Döviz fiyatlarıyla faizler arasındaki ilişkilere hiç kafa yormamış olanların bile, şu sıralarda kafası epey dolmuştur (veya şişmiştir). Şimdi bir toparlama yapmanın sırasıdır.
1. Türk ekonomisine yön veren paracı iktisatçıların zihniyeti, Osmanlı’dan beri değişmemiştir. Bu kişiler, Türkiye’nin ancak dışarıdan borç alarak kalkınabileceğine inanır. Borç almanın şartı da yüksek faiz vermekten çekinmemektir. Onlara göre, alınan borçlarla, hem ülkenin tasarruf açığı kapatılır, hem de artan döviz girdisi sayesinde döviz fiyatı düşük tutularak enflasyon önlenir. Böylece ülkeye bol ve ucuz ithal malı girer, ekonomi canlanır, hem de yatırımları yapmak için kaynak yaratılmış olur. Ben de diyorum ki, bu düşünce bátıldır. Nitekim, bu ülkeye şimdiye kadar ‘net’ yabancı kaynak girmemiştir; aksine ödenen yüksek reel faizler ve sermaye kaçışları yüzünden net çıkış olmuştur. Üstelik oluşan cari işlem açıkları yüzünden, günün sonunda döviz fiyatları yine varacağı yere varmıştır.
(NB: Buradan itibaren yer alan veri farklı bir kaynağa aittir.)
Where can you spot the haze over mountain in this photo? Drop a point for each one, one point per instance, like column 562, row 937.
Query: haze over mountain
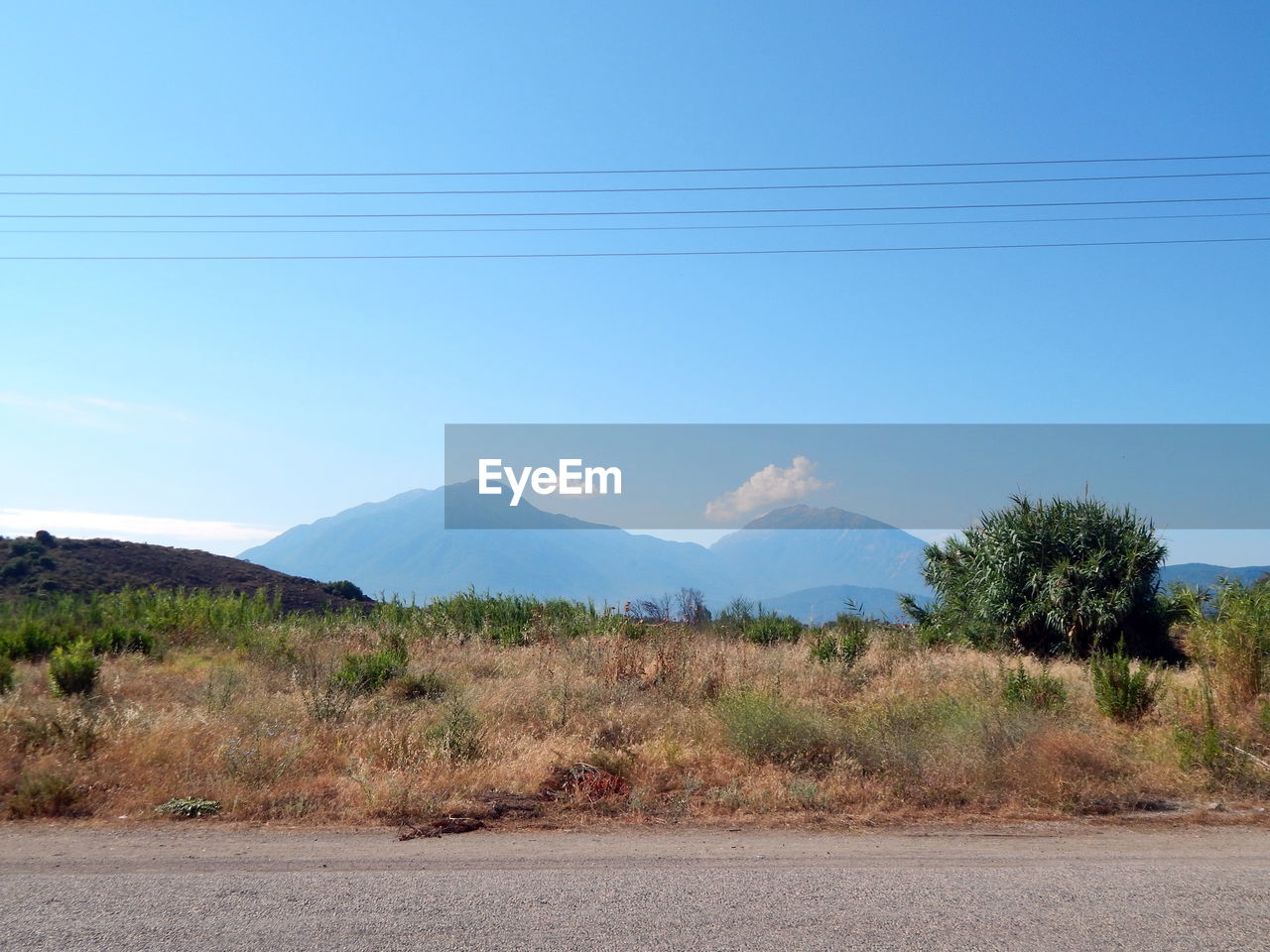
column 400, row 546
column 797, row 560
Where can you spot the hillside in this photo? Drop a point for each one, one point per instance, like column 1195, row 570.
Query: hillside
column 799, row 547
column 68, row 565
column 400, row 546
column 1205, row 575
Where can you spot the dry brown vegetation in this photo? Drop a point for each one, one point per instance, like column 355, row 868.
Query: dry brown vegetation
column 693, row 722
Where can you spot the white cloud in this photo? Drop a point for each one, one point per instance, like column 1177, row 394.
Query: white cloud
column 141, row 529
column 769, row 485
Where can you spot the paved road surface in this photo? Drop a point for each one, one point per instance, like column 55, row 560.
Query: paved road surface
column 178, row 888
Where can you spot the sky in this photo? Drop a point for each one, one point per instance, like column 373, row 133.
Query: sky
column 238, row 398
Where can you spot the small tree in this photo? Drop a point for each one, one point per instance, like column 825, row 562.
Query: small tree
column 1051, row 576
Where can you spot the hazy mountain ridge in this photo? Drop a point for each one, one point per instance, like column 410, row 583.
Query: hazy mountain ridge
column 798, row 560
column 399, row 546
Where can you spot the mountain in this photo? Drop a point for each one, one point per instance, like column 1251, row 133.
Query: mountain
column 799, row 547
column 400, row 546
column 48, row 563
column 825, row 603
column 1205, row 575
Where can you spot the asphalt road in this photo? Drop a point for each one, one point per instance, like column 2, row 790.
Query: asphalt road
column 178, row 888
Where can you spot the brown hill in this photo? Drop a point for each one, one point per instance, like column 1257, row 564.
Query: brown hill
column 46, row 563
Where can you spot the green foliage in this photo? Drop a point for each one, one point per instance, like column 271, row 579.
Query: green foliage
column 425, row 685
column 1124, row 690
column 458, row 734
column 131, row 620
column 1227, row 634
column 842, row 643
column 1051, row 576
column 72, row 670
column 190, row 807
column 511, row 620
column 345, row 589
column 367, row 673
column 1040, row 692
column 44, row 793
column 766, row 729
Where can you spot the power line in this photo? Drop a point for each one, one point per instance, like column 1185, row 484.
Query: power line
column 703, row 211
column 604, row 172
column 657, row 188
column 625, row 227
column 617, row 254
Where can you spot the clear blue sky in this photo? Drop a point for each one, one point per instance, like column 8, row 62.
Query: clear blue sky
column 273, row 393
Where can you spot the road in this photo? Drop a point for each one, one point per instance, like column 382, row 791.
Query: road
column 181, row 887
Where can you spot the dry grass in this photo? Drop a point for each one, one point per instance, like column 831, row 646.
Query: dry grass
column 698, row 725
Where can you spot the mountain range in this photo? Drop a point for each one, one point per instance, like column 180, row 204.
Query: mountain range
column 400, row 547
column 798, row 560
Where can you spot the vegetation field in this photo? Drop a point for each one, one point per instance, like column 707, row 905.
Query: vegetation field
column 150, row 703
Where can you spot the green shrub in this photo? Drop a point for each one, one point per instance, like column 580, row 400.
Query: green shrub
column 426, row 685
column 766, row 729
column 368, row 673
column 345, row 589
column 843, row 643
column 1048, row 576
column 121, row 639
column 1228, row 635
column 511, row 620
column 1042, row 692
column 73, row 670
column 1123, row 690
column 190, row 807
column 44, row 793
column 770, row 629
column 458, row 734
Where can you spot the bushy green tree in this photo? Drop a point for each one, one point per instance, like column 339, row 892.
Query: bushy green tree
column 1057, row 576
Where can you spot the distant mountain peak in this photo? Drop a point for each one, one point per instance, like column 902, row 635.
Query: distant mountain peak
column 804, row 517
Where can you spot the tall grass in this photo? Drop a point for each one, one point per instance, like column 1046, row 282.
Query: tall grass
column 402, row 710
column 1227, row 634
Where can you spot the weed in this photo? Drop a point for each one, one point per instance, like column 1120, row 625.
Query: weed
column 426, row 685
column 368, row 673
column 73, row 670
column 458, row 734
column 1040, row 692
column 842, row 644
column 766, row 729
column 190, row 807
column 44, row 793
column 1123, row 690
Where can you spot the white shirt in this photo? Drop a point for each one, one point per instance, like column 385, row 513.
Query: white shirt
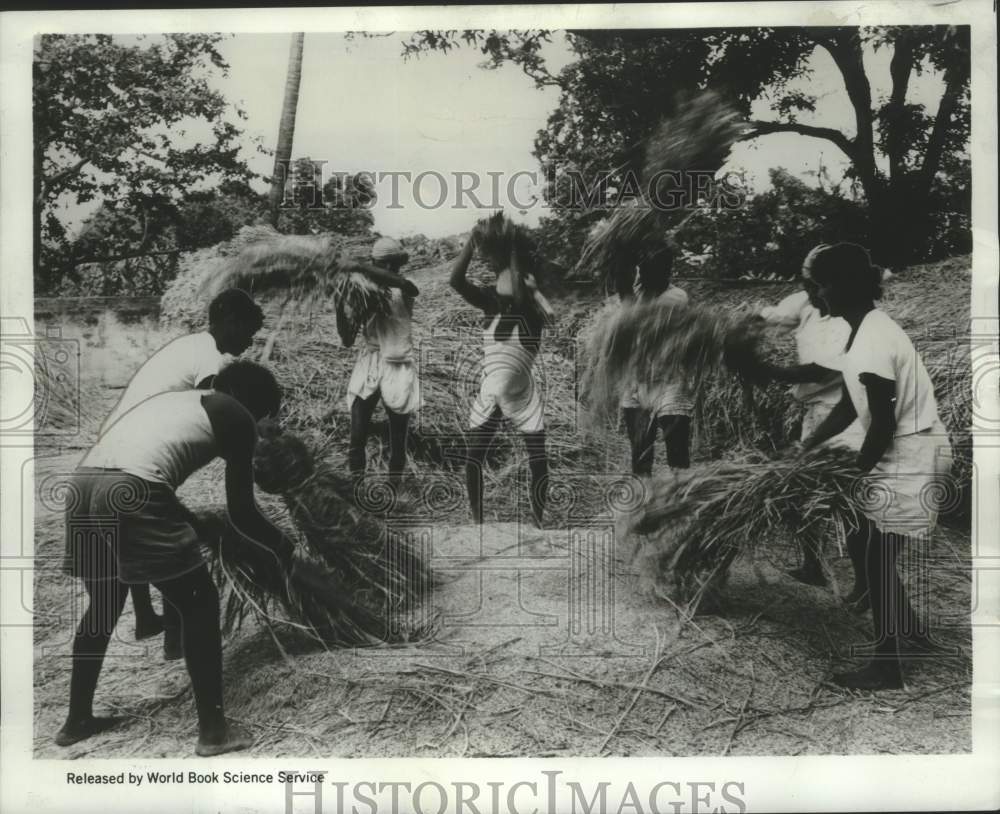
column 819, row 340
column 883, row 348
column 162, row 439
column 180, row 365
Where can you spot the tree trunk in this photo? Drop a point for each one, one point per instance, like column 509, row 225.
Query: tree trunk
column 286, row 129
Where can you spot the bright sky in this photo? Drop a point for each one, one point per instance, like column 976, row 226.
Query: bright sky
column 363, row 108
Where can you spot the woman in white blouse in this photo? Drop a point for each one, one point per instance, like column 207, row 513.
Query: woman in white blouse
column 887, row 389
column 820, row 340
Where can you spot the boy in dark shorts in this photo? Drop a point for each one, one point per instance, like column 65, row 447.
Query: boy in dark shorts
column 125, row 526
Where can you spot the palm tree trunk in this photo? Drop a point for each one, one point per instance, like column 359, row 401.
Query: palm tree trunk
column 286, row 129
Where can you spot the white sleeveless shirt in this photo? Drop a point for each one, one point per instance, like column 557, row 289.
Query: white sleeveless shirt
column 180, row 365
column 163, row 439
column 392, row 334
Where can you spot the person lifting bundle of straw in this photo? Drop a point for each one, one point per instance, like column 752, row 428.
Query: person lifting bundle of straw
column 347, row 584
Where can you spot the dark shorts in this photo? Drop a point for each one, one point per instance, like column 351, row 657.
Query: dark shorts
column 119, row 526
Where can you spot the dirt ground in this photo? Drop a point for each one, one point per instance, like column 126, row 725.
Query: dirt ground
column 545, row 645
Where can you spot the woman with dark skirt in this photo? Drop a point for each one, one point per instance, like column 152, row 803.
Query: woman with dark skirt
column 904, row 453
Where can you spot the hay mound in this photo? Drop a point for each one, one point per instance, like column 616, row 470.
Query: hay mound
column 310, row 269
column 182, row 304
column 696, row 138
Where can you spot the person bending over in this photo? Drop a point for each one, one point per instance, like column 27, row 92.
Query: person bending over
column 131, row 475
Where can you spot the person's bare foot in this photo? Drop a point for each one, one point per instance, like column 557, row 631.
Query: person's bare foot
column 230, row 739
column 173, row 645
column 147, row 627
column 73, row 732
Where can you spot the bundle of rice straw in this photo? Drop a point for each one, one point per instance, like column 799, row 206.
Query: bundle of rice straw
column 652, row 341
column 696, row 138
column 182, row 304
column 309, row 269
column 499, row 238
column 695, row 522
column 348, row 583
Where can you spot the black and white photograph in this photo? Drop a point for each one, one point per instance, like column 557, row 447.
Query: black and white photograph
column 622, row 388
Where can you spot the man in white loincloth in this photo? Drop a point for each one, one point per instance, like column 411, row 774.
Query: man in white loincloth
column 904, row 453
column 385, row 368
column 514, row 314
column 659, row 404
column 187, row 363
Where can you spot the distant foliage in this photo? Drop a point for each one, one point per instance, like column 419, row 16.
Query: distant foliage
column 771, row 233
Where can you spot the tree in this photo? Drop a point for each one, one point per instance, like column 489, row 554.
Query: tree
column 110, row 122
column 286, row 127
column 623, row 82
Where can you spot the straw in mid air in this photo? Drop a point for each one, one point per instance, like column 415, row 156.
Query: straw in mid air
column 695, row 522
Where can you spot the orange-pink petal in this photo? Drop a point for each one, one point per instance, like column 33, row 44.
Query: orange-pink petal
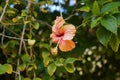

2. Yüksek faiz-düşük döviz kuramcılarının sıkça söylediği iki şeyi peş peşe tekrar edeyim. A. Bir ülkede sermaye hareketleri serbestse, o ülkede hem faizi, hem de döviz fiyatını belirlemek mümkün değildir.Faizin kontrol edilmesine karar verilmişse, döviz fiyatlarının nerede teşekkül ettiğine bakılmaz. B. Faiz ve döviz fiyatları ters değil, aynı yönde hareket eder. Dolayısıyla faizi yüksek-dövizi düşük tutmak diye bir şey yoktur. Nitekim geçen ay döviz fiyatları artınca faizler de artmıştır. Ben de diyorum ki, sonuçla süreç aynı şey değildir. Burada ters yönlü bir ilişki vardır. Madem ki; faizle döviz aynı yönde hareket ediyor, öyleyse hem faizlerin hem de döviz kurlarının yönünü belirlemek mümkün. Yoksa döviz fiyatlarını yüksek tutmak için mi, faizler düşürülmüyor ? İzlenen para politikasının amacı, sadece iç talebi kontrol etmek değil, aynı zamanda faizleri düşürüp, kamunun borç çevirme maliyetini azaltmak ve en önemlisi cari işlem açıkları oluşmasına engellemektir.
* * *
Ben, TL’nin değerli bir para olmasından sadece mutluluk duyarım. Yeter ki; bu sürecin arkasından devalüasyon patlamasın. Herhalde, yüksek faiz-düşük kur kuramcıları da, hazineye hainlik olsun diye yüksek faizde israr etmiyorlar. Son onbeş yıldır kamu borçlarındaki artışın yüzde doksanı, faiz öncesi açıktan değil, yüksek reel faizlerden kaynaklanmıştır. Bu durumda kim ister faizlerin yüksek olmasını ? Bu babda bilgi ve bilinç noksanı olanlar bile, şu ana kadar yazılanları okuyarak, bu açıklarını gidermedi mi?
* * *
Peki öyleyse alıp verilemeyen nedir? Bana göre Türkiye’ye egemen olan ‘yüksek faiz-düşük kur’ saplantısının gerisinde iki özel neden var. Birincisi, paracı iktisatçılar, siyasetçilere güvenmiyor. İktidarlar, sıkı maliye politikasını yeterince uygulamaz, öyleyse ‘istikrar için, sıkı para politikasında ısrar etmek şarttır’ diye düşünülüyor. İkincisi, eğer ileride bir olay çıkarsa, kimse bunun sorumluluğunu ‘düşük faiz’ politikasına atmasın diye kendilerini korumaya alıyorlar. İşte bu güven açığı yüzünden ekonomide istikrar bir türlü sağlanamıyor.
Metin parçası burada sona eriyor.